Mad Mapping Handout available here: https://bit.ly/madmapping-handout

How do mad, disabled, and neurodivergent people center our liberation as we survive and organize? Emotional Safety Plans (Mad Maps) are documents we create that help us to navigate our emotional terrains, particularly as they relate to issues like oppression and trauma. In Fireweed Collective’s Mad Mapping workshop, we will explore anti-oppressive approaches to emotional wellbeing, as well as build strategies for coping with and transforming individual struggles, especially in the larger context of social injustice.

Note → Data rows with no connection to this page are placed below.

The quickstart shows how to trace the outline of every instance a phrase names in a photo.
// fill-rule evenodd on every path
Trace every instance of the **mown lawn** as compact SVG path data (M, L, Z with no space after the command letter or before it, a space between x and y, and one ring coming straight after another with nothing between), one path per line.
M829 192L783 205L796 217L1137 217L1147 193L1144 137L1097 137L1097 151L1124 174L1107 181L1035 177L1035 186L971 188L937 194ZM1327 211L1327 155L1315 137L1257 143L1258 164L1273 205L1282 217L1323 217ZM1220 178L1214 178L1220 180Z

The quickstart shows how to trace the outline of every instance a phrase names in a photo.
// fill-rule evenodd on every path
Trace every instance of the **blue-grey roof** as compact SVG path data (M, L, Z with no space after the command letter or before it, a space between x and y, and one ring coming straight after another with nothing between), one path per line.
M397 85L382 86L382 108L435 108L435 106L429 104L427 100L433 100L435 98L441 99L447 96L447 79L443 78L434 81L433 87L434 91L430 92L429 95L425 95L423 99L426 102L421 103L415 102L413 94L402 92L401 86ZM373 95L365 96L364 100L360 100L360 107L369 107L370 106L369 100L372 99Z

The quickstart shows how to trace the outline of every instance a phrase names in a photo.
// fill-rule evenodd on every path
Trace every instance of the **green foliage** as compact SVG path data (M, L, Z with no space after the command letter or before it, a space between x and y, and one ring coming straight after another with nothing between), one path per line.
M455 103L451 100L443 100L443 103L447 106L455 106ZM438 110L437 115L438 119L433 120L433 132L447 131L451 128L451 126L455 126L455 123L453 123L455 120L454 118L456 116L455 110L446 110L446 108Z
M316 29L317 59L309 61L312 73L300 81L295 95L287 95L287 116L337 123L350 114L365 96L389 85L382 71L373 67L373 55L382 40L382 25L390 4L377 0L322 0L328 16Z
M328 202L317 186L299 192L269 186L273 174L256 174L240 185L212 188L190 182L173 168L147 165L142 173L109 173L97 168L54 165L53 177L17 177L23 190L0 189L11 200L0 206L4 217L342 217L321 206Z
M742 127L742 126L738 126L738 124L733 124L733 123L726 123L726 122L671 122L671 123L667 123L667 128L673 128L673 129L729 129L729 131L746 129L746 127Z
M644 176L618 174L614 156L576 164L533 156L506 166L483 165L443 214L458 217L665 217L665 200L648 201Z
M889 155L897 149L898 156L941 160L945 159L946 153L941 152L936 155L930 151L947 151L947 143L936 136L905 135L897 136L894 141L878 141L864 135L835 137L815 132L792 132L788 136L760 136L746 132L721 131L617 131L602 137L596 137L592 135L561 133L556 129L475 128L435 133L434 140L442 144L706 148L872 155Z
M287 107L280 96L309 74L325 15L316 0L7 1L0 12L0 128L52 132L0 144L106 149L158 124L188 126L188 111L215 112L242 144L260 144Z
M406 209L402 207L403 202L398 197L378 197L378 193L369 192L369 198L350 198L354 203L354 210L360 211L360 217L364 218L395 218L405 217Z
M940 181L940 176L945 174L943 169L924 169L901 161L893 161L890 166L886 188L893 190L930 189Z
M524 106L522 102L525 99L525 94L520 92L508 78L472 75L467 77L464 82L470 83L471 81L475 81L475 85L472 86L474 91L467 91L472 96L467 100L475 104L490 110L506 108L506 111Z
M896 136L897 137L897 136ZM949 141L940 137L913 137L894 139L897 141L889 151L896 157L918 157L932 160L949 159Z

Join us as we learn about emotional safety planning and explore what we need to feel supported in our relationships and communities.

This workshop will take place from 6–8 p.m. ET.

ATTEND

Conference Detail

The 47th annual Scholar and Feminist Conference organized by BCRW is entitled “Living in Madness: Decolonization, Creation, Healing.” The conference will be virtual and sessions will take place over a period of weeks from February to April, 2022.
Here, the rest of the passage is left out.